通常のスクリプト(実行コマンドは表示しない)
以下は何の変哲も無いシェルスクリプトです。
$ cat without_debug.sh
#!/bin/sh
echo "1"
echo "2"
echo "3"
これを実行すると以下の結果になります。
$ ./without_debug.sh
1
2
3
スクリプトのデバッグ(実行コマンドも表示する)
上述の通り、実行しているコマンドも表示させたい場合は /bin/sh に「-x」オプションを指定します。例えば、以下のように書きます。
$ cat with_debug.sh
#!/bin/sh -x
echo "1"
echo "2"
echo "3"
これを実行すると以下の結果になります。結果だけで無く、実行しているコマンドも表示されているのが分かります。
$ ./with_debug.sh
+ echo 1
1
+ echo 2
2
+ echo 3
3
部分的に実行コマンドを表示する
スクリプト全体では無く、「特定部分だけ、実行コマンドを表示する」にはスクリプト中で以下のコマンドを実行します。
コマンド | 意味 |
---|---|
set -x | このコマンドを実行以降、実行コマンドを表示する |
set +x<_i> | このコマンドを実行以降、実行コマンドを表示しない |
例えば以下のようなスクリプトを用意します。挙動を予測しやすいようにコメントを入れてあります。
$ cat with_debug2.sh
#!/bin/sh
set -x
#以降、コマンドを表示する
echo "1"
set +x
#以降、コマンドを表示しない
echo "2"
set -x
#以降、コマンドを表示する
echo "3"
これを実行すると以下の結果になります。「set -x すると、それ以降はコマンドが表示され」「set +x すると、それ以降はコマンドが表示されなくなっている」のが分かります。
$ ./with_debug2.sh
+ echo 1
1
+ set +x
2
+ echo 3
3
スクリプト実行時にシェルを「-x」オプション付きで指定する
以下のスクリプトがあるとします。スクリプトの一行目で #!/bin/sh を指定しています(「-x」オプションは指定していません)。
$ cat without_debug.sh
#!/bin/sh
echo "1"
echo "2"
echo "3"
/bin/sh を指定して実行すると以下の結果になります。実行したコマンドは表示されません。
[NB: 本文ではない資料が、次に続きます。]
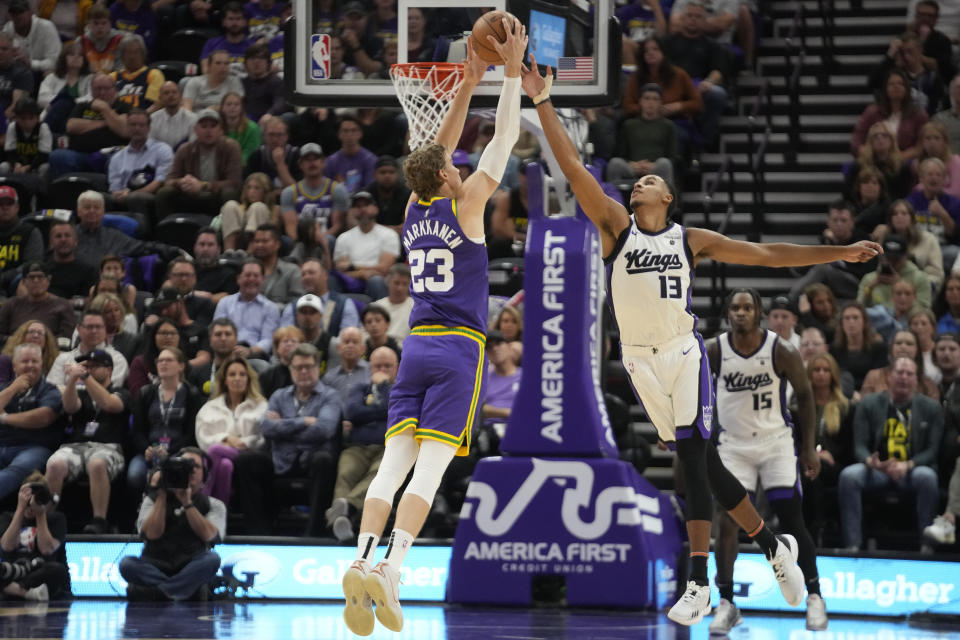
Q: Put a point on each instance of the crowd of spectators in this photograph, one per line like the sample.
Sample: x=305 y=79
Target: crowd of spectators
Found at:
x=265 y=353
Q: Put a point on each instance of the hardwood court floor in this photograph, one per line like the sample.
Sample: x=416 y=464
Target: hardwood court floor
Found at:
x=112 y=619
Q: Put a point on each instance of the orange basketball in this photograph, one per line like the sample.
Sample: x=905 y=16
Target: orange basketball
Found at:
x=490 y=23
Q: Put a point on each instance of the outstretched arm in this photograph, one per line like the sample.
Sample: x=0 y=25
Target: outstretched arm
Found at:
x=452 y=126
x=709 y=244
x=609 y=215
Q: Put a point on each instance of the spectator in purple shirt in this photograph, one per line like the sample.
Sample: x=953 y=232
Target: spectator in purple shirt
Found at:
x=353 y=165
x=937 y=211
x=234 y=40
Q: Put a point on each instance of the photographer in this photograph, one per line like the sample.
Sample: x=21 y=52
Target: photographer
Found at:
x=179 y=526
x=30 y=406
x=33 y=537
x=95 y=433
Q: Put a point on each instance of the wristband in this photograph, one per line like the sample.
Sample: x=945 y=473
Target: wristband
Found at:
x=544 y=95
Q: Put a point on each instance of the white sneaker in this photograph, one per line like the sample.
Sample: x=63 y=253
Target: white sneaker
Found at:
x=692 y=605
x=725 y=617
x=358 y=614
x=788 y=574
x=383 y=585
x=41 y=593
x=816 y=613
x=942 y=531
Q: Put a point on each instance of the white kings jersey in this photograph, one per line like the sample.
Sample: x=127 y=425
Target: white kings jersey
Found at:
x=751 y=397
x=649 y=276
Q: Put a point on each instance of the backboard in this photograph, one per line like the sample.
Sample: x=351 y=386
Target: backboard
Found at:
x=324 y=65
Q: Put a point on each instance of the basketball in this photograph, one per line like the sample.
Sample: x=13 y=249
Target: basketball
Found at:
x=490 y=23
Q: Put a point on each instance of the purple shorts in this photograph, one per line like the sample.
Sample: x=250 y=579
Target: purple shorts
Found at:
x=439 y=386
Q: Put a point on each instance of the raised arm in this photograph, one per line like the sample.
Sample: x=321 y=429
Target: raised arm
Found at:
x=609 y=215
x=709 y=244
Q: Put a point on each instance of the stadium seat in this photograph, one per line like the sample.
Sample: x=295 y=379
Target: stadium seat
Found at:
x=174 y=70
x=180 y=229
x=187 y=44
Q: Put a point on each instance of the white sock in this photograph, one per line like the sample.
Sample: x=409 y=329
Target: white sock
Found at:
x=366 y=546
x=400 y=543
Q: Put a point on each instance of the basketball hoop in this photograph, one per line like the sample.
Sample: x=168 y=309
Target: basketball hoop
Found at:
x=426 y=90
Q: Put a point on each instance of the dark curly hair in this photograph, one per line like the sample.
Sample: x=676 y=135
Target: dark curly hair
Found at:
x=421 y=169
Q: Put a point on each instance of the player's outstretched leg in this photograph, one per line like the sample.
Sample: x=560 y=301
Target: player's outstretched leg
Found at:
x=781 y=551
x=383 y=581
x=399 y=455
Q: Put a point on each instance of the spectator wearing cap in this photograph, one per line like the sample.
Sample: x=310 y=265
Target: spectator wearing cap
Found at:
x=54 y=312
x=138 y=170
x=276 y=157
x=234 y=42
x=365 y=253
x=389 y=192
x=398 y=303
x=16 y=79
x=782 y=320
x=96 y=432
x=315 y=201
x=27 y=147
x=277 y=376
x=92 y=331
x=30 y=408
x=647 y=143
x=352 y=165
x=206 y=171
x=194 y=339
x=172 y=122
x=255 y=316
x=363 y=49
x=281 y=282
x=208 y=90
x=336 y=310
x=876 y=288
x=36 y=40
x=263 y=87
x=20 y=242
x=93 y=125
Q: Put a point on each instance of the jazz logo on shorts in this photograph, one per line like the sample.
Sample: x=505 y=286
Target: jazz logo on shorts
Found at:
x=320 y=56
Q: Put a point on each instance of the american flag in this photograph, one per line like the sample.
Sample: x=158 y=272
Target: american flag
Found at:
x=575 y=69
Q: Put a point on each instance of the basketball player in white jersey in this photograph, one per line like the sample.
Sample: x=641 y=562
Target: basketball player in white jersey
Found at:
x=650 y=262
x=755 y=441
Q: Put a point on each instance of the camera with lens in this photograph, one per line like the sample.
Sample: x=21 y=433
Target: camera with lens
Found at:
x=175 y=472
x=41 y=493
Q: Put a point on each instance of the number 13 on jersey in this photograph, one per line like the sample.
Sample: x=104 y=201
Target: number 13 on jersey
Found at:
x=442 y=261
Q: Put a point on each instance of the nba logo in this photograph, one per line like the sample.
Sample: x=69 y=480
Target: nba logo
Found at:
x=320 y=56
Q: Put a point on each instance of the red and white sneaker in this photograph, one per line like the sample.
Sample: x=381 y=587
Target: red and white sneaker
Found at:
x=383 y=585
x=358 y=614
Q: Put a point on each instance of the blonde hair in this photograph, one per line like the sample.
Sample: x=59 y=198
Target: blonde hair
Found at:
x=422 y=167
x=49 y=351
x=220 y=380
x=837 y=406
x=890 y=165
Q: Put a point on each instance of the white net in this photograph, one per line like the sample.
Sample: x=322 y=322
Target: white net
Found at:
x=425 y=91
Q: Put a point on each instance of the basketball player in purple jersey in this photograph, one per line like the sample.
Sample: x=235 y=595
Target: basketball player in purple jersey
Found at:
x=650 y=262
x=436 y=397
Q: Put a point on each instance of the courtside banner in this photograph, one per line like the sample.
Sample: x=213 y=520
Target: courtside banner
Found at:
x=303 y=572
x=867 y=586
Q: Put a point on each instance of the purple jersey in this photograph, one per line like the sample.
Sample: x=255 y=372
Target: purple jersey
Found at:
x=448 y=271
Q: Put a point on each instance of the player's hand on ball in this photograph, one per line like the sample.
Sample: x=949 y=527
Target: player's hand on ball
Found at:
x=862 y=251
x=532 y=82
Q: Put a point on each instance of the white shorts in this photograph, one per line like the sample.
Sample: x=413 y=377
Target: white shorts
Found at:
x=78 y=455
x=672 y=382
x=770 y=462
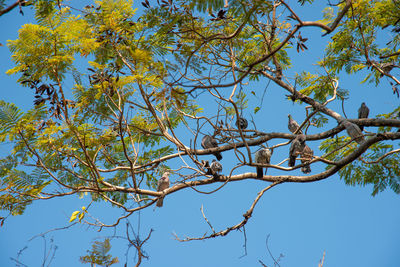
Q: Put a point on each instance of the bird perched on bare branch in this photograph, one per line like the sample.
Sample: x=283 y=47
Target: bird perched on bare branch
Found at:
x=363 y=112
x=210 y=142
x=242 y=123
x=262 y=156
x=353 y=131
x=216 y=168
x=296 y=148
x=306 y=155
x=293 y=125
x=206 y=165
x=163 y=183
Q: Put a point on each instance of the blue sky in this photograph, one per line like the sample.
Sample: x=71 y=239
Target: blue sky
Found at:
x=302 y=220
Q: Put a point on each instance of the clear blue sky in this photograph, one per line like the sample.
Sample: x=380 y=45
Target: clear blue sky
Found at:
x=303 y=220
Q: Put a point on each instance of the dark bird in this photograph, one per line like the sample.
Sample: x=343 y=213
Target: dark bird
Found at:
x=293 y=125
x=216 y=168
x=163 y=183
x=210 y=142
x=262 y=156
x=363 y=112
x=206 y=165
x=353 y=131
x=241 y=123
x=296 y=148
x=306 y=155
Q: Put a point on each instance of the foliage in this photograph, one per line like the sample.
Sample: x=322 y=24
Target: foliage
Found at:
x=122 y=95
x=98 y=254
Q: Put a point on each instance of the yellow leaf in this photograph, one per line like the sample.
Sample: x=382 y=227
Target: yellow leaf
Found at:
x=73 y=216
x=81 y=215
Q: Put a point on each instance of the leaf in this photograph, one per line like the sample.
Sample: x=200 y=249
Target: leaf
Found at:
x=74 y=215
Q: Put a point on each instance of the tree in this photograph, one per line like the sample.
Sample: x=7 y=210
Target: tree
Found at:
x=139 y=104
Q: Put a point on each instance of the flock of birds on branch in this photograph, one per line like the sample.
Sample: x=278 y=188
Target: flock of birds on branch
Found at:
x=263 y=155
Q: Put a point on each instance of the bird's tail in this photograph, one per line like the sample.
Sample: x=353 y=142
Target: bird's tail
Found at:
x=160 y=202
x=292 y=161
x=306 y=169
x=218 y=155
x=259 y=172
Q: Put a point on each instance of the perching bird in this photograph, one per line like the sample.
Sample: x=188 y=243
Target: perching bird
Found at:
x=163 y=183
x=353 y=131
x=306 y=155
x=206 y=165
x=363 y=112
x=293 y=125
x=296 y=148
x=262 y=156
x=216 y=168
x=210 y=142
x=242 y=123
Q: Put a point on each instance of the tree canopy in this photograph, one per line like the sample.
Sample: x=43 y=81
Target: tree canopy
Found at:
x=122 y=96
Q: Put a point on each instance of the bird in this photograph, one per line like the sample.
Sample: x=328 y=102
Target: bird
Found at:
x=163 y=183
x=398 y=117
x=363 y=112
x=293 y=125
x=242 y=123
x=206 y=165
x=296 y=148
x=306 y=155
x=210 y=142
x=262 y=156
x=353 y=131
x=216 y=168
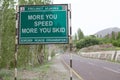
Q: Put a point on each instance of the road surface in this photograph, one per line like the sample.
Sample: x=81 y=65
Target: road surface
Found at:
x=93 y=69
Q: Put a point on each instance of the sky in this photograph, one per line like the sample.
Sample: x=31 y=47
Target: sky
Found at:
x=92 y=16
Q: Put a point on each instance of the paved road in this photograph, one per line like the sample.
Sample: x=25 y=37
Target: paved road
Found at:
x=94 y=69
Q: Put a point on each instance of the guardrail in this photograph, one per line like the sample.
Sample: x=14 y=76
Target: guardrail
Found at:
x=106 y=55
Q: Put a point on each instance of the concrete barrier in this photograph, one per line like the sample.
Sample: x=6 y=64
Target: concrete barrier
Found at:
x=106 y=55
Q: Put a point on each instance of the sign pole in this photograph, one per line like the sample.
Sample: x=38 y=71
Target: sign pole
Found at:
x=16 y=43
x=70 y=42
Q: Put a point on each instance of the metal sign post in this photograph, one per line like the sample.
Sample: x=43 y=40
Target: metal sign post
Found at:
x=16 y=43
x=70 y=43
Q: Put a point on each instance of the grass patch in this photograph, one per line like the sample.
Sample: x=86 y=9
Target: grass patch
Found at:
x=9 y=74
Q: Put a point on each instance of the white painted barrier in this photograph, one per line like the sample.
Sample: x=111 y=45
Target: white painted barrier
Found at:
x=106 y=55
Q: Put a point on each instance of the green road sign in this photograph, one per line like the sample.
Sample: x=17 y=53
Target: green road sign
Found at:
x=39 y=24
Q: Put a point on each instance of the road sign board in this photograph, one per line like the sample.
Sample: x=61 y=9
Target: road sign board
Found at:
x=39 y=24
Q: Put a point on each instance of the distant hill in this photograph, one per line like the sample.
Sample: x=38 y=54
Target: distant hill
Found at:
x=104 y=32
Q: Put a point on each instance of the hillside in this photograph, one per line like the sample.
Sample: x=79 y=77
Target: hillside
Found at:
x=104 y=32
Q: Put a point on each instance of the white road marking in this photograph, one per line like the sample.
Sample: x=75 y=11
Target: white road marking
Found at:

$ /bin/sh ./without_debug.sh
1
2
3
次は /bin/sh -x を指定して実行してみます。実行したコマンドが表示されます。このようにスクリプトの中身を書き換えなくても、挙動を変えることも出来ます。
$ /bin/sh -x ./without_debug.sh
+ echo 1
1
+ echo 2
2
+ echo 3
3
続いて、以下のスクリプトがあるとします。スクリプトの一行目で #!/bin/sh -x と「-x」オプションを指定しています。
$ cat with_debug.sh
#!/bin/sh -x
echo "1"
echo "2"
echo "3"
/bin/sh を指定して実行してみます。スクリプト中では /bin/sh -x が指定されているにも関わらず、実行したコマンドは表示されません。
$ /bin/sh with_debug.sh
1
2
3
次は /bin/sh -x を指定して実行してみます。実行したコマンドも表示されているのが分かります。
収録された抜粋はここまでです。